The Honorable Charles Rettig
Commissioner
Internal Revenue Service
1111 Constitution Avenue, NW
Washington, DC 20224

Dear Commissioner Rettig:

At our April 10,2019 Senate Finance hearing on the tax filing season, I requested that you report back on why EITC recipients, who are typically low-income families, are audited at higher rates than high-income taxpayers. I also requested that you propose a way to remedy the imbalance. Your September 6, 2019 response — received some five months after I made the request essentially states that the Internal Revenue Service (IRS) audits EITC recipients simply because it is cheaper and easier to do so.1 The letter goes on to say that it is too expensive to audit high-income taxpayers, and rather than providing my colleagues and me with a plan to rectify the imbalance in audit rates, you say IRS will only take action when Congress provides it with sufficient resources.

In other words, the IRS plans to continue auditing low-income working families at much higher rates than high-income taxpayers until the day that the Administration and Congressional Republicans finally agree with Democrats that increasing the IRS’s enforcement budget is warranted. This response is deeply cynical. It is also simply unacceptable.

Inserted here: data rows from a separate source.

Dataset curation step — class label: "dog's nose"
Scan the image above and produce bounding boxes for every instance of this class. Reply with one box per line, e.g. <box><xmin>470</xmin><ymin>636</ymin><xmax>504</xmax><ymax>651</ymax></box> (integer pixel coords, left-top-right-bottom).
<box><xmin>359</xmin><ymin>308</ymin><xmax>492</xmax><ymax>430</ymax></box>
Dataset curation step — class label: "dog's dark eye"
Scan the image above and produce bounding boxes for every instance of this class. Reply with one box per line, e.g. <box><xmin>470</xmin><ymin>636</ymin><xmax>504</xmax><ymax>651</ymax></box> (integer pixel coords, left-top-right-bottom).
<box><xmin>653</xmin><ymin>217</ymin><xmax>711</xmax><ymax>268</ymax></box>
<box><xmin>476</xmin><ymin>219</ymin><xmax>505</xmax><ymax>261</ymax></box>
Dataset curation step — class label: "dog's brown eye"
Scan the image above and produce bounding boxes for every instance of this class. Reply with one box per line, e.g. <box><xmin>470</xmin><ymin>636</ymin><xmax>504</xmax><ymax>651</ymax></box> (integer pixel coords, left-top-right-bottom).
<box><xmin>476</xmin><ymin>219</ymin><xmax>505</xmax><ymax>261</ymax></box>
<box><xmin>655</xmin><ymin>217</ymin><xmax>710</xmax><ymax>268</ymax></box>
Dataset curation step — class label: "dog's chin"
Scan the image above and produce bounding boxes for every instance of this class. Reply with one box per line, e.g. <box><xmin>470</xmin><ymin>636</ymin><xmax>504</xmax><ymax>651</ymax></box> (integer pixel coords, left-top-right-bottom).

News coverage has shown that the 382,000 audits of EITC recipients in 2018 (43 percent of all individual audits) were concentrated in poor, rural mostly African American counties in the South.2 Moreover, these audits tend to end badly for the affected taxpayers. IRS’ own research estimates that up to 80 percent of those EITC recipients audited have EITC benefits disallowed due to undelivered mail, nonresponse, or insufficient response — yet only 15 percent of such audits result in disallowing the EITC because a taxpayer has been confirmed to be ineligible.3 In other words, EITC audits have a chilling effect on eligible taxpayers trying to claim this valuable credit, which can be more than $6,000 for a family with three children. Even worse, the IRS research finds this chilling effect grows over time for working families: for every dollar of EITC benefit audited, between 63 cents and 73 cents in EITC benefits goes unclaimed in future years by families who would otherwise be eligible, due to the fear of being audited again.4

The decision by the IRS to continue auditing working families at high rates while doing nothing to audit those at higher incomes is particularly incongruous given who is failing to pay their taxes. According to a recent, updated estimate of the “tax gap” by the IRS, tax dodgers cost the U.S. Treasury $381 billion ever year in taxes owed but not paid. The bulk of these unpaid amounts is likely owed by businesses and high-income individuals — certainly not low- and moderate-income families.5

If the current Administration is unable or unwilling to work with Congressional Republicans to increase IRS enforcement spending, then I request the IRS develop a plan to reallocate current resources — whether from enforcement or elsewhere — to increase audits of high-income taxpayers to a rate at least equivalent to the audit rate for EITC recipients. I request that the IRS respond to me within 30 days with details of this reprioritization plan, including proposed increases in audits of high-income taxpayers to achieve an audit rate equal to the EITC audit rate. To pursue working families for possible miscues in claiming refundable credits while blatantly ignoring hundreds of billions of dollars in annual tax dodging by millionaires and businesses is grossly unfair and not in line with Americans’ values, or even common sense.

Sincerely,

Ron Wyden
United States Senator

FOOTNOTES

1 September 6, 2019 letter from Commissioner Rettig to Senator Wyden and enclosed report titled “Audits”.

2 Paul Kiel, “It’s Getting Worse: The IRS Now Audits Poor Americans at About the Same Rate as the Top 1%,” Pro Publica, May 30, 2019.

3 John Guyton (IRS), Kara Leibel (IRS), Day Manoli (UT-Austin), Ankar Patel (Treasury), Max Payne (IRS), Brenda Schafer (IRS), “The Effects of EITC Correspondence Audits on Low-Income Earners,” May 2019.

4 Ibid.

5 Internal Revenue Service, “Federal Tax Compliance Research: Tax Gap Estimates for Tax Years 2011-2013,” September 2019.